De quoi le « porn » est-il l’assouvissement ? Une analyse
En décembre dernier, le réseau tumblr, réputé tolérant en matière de nudité, décidait de bannir ces contenus dits « adultes ». Le changement de position a fait réagir. Pour beaucoup, la plateforme était un lieu d’expression artistique. A ce titre, le nu ne pouvait souffrir d’aucune censure. Comme Facebook, Instagram et Pinterest avant lui, il spécifie à présent dans ses conditions d’utilisation qu’il est interdit d’y publier des images à caractère « explicite ».
Pourtant, sur chacun de ces réseaux, le mot porn se répand parmi les hashtags qui étiquettent des images toutes innocentes
Nourriture, livres ou même maisons… Sont-ce de nouveaux fétiches ? Non point ! À l’heure des réseaux sociaux, le porn n’a plus rien de pornographique : il raconte les petites extases du quotidien (une pizza au fromage fondant, une bibliothèque bien rangée, une route au tracé impeccable, …) avec une touche d’auto-dérision.
On doit ce glissement de sens à l’analyse de la journaliste anglaise Rosalind Coward.
Elle publie en 1984 une analyse à charge sur la publicité alimentaire et son incitation à consommer. En proposant le concept de foodporn, la journaliste retouche des photos à outrance, qui se veulent faire saliver, éveiller le désir jusqu’à faire ressentir le goût et les textures du produit promu.
Le rapprochement entre nourriture et sexualité, en lui-même, n’étonne pas : on utilise volontiers le vocabulaire du premier pour sous-entendre le second, même dans Les Mille et une nuits ou Le Cantique des cantiques. Il est rare, pourtant, que les mots prennent le chemin inverse et sortent du tabou du sexe. En particulier quand ils sont aussi connotés que porno — du grec pórnê, « prostituée » — ou orgasme, qui a également été « hashtaguisé ». En brisant ce mur, Coward l’autorise soudain à désigner toutes sortes d’excitations et de plaisirs coupables. Elle lui conserve néanmoins l’idée d’obscénité, par laquelle on exprime une distance critique avec ce que l’on qualifie nouvellement de pornographique.
Avec les réseaux sociaux, porn subit une seconde transformation ; il quitte la confidence pour entrer dans l’espace public. C’est l’objet de ces réseaux — donner à voir son quotidien et son intimité.
Le porn n’est plus, dès lors, un acte de voyeurisme : il homologue une exhibition assumée.
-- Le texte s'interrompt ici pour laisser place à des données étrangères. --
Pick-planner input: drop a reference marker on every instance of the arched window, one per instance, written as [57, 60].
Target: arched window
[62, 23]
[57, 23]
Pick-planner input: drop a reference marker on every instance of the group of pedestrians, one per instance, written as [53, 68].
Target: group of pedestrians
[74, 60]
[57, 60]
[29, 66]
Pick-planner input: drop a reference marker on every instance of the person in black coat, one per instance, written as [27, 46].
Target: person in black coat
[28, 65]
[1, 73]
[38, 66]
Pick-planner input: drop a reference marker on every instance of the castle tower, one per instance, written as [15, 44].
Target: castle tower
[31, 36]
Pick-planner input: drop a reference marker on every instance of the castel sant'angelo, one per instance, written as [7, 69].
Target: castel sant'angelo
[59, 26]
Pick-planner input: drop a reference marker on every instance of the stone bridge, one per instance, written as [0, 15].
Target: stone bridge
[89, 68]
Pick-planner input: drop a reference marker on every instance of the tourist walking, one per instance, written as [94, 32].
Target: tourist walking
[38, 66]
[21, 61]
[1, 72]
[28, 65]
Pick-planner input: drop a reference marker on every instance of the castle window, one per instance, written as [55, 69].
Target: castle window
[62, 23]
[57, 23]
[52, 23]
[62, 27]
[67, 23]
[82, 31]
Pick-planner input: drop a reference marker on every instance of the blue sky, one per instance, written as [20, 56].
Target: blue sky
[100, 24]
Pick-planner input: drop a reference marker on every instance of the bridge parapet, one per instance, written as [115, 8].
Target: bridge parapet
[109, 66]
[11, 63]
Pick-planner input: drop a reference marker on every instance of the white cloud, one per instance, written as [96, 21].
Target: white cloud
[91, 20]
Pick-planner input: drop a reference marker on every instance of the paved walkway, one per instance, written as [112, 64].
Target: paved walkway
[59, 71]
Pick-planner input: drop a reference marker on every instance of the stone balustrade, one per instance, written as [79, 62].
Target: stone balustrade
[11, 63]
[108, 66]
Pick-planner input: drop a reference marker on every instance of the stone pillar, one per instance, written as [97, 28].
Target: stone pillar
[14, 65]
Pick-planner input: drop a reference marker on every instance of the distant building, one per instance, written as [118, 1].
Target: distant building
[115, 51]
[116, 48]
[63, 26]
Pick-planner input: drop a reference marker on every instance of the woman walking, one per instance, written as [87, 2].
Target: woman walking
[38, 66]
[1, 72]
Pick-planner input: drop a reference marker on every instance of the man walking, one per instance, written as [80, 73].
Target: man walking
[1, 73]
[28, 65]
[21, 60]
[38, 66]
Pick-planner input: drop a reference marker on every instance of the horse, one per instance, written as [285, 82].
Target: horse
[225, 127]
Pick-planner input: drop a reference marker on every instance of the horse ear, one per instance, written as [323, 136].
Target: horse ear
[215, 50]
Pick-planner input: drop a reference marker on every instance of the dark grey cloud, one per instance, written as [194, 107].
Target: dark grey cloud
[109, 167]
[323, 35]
Paradoxalement, c’est aussi autant d’informations offertes en pâture à la publicité ciblée. Rosalind Coward a-t-elle échoué pour autant ? On ne peut passer à côté de l’emphase caricaturale du #riotporn ou du #fashionporn. En verbalisant le potentiel ridicule de cet étalage, le hashtag crée avec lui une distance ironique. Cela n’en reste pas moins une exhibition de soi, qui cherche auprès de l’autre reconnaissance et légitimité, sentiment d’appartenance. Le porn n’est certes plus un tabou. Il est devenu l’expression d’un indicible : la peur de l’insignifiance.